Inclusion: The active engagement of all appropriate individuals and entities to collaboratively harness collective intelligence is the hallmark of inclusion. The value of inclusion in today’s world cannot be overemphasized. Just respecting our differences with others as a matter of moral standards is not enough. We must embrace them, we must celebrate them, and we must cherish them, as they are the vehicle to collective intelligence and creativity. I encourage you to do that, but at the same time I ask you not to forget who you are and where you came from. Inclusiveness is not a matter of letting yourself disappear into a melting pot. You must also preserve and cherish what is different about you, your accent, your beliefs, your ways. Respecting and embracing others can best be done when you have respect for yourself and your values. It is time for the ACS to embrace other organizations with like-minded values, for physicians to learn how to work together with all other health care professionals in high-performance teams. It is only by gathering the minds and the energy of all involved that we shall succeed as a profession and as a society.

These five values can be summarized for those of you with a mathematical mind in the formula P + E + I3.

Every recent ACS President has had a theme for his or her year. Mine is the “The Surgeon of the Future: Anchoring Innovation and Science with Moral Values,” and I offer to you humbly the values I described to be used as your moral compass.

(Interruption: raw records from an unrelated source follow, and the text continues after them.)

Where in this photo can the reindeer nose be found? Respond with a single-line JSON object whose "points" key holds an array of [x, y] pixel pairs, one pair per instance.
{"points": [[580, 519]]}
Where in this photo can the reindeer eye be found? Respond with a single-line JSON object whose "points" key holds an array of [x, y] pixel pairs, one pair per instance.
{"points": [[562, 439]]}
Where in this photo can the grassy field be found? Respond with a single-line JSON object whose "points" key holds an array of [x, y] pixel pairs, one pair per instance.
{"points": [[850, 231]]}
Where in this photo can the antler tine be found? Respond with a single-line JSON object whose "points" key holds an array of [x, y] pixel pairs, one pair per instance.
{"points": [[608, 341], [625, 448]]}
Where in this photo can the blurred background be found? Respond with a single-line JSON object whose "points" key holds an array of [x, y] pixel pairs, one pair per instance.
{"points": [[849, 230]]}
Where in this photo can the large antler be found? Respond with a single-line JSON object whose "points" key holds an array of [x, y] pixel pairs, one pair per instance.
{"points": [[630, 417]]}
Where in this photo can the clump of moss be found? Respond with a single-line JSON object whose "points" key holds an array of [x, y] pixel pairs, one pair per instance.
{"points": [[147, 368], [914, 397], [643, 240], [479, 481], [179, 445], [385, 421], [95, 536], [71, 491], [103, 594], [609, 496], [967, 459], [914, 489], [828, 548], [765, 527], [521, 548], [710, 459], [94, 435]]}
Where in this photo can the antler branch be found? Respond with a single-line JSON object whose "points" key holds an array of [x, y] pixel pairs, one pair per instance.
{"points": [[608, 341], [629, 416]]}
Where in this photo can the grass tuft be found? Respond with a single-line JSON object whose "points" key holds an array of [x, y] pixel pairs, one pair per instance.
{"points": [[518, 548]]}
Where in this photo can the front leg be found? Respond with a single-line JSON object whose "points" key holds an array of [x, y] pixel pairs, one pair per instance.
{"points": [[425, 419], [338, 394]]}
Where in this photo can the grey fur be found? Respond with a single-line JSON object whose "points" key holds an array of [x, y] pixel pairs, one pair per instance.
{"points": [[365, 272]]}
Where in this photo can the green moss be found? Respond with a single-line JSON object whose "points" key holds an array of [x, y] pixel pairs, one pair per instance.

Ladies and gentlemen, as I reach the end of my remarks I want to congratulate you again on achieving Fellowship in this great organization. You can now proudly use the letters “FACS” after your name, indicating that you are a Fellow of the American College of Surgeons or, as ACS Past-President Gerald Healy, MD, FACS, so nicely put it, you are “Forever A Caring Surgeon.”7

There are many challenges ahead, but I hope I have convinced you that we can face them and succeed. We are all in this together. You should trust what is inside of you. I trust you, and, as Christopher Robin said to Winnie the Pooh, “You must always remember: you are braver than you believe, stronger than you seem, and smarter than you think.” You, my friends, have the power to change the world.


References

  1. American College of Surgeons. 1913 American College of Surgeons Yearbook. Chicago, IL: American College of Surgeons.
  2. Fried GM. The challenges of change: Presidential address to the 69th annual meeting of the Central Surgical Association, Madison, Wisconsin, March, 2012. Surgery. 2012;152(4):509-516.
  3. Porter M, Teisberg E. Redefining Health Care: Creating Value-based Competition on Results. Boston, MA: Harvard Business School Press; 2006.
  4. Powell C, Persico JE. My American Journey: Colin Powell. New York, NY: Random House; 1995.
  5. Jane Goodall’s Roots and Shoots. Available at: http://rootsandshoots.org/staff/dr-jane-goodall-dbe. Accessed November 15, 2013.
  6. McGinnis L. Presidential Address: Professionalism in the 21st century. Bull Am Coll Surg. 2009;94(12):9-13.
  7. Healy G. Presidential Address: Competence, safety and quality: The path to the 21st century. Bull Am Coll Surg. 2007:92(12)8-13.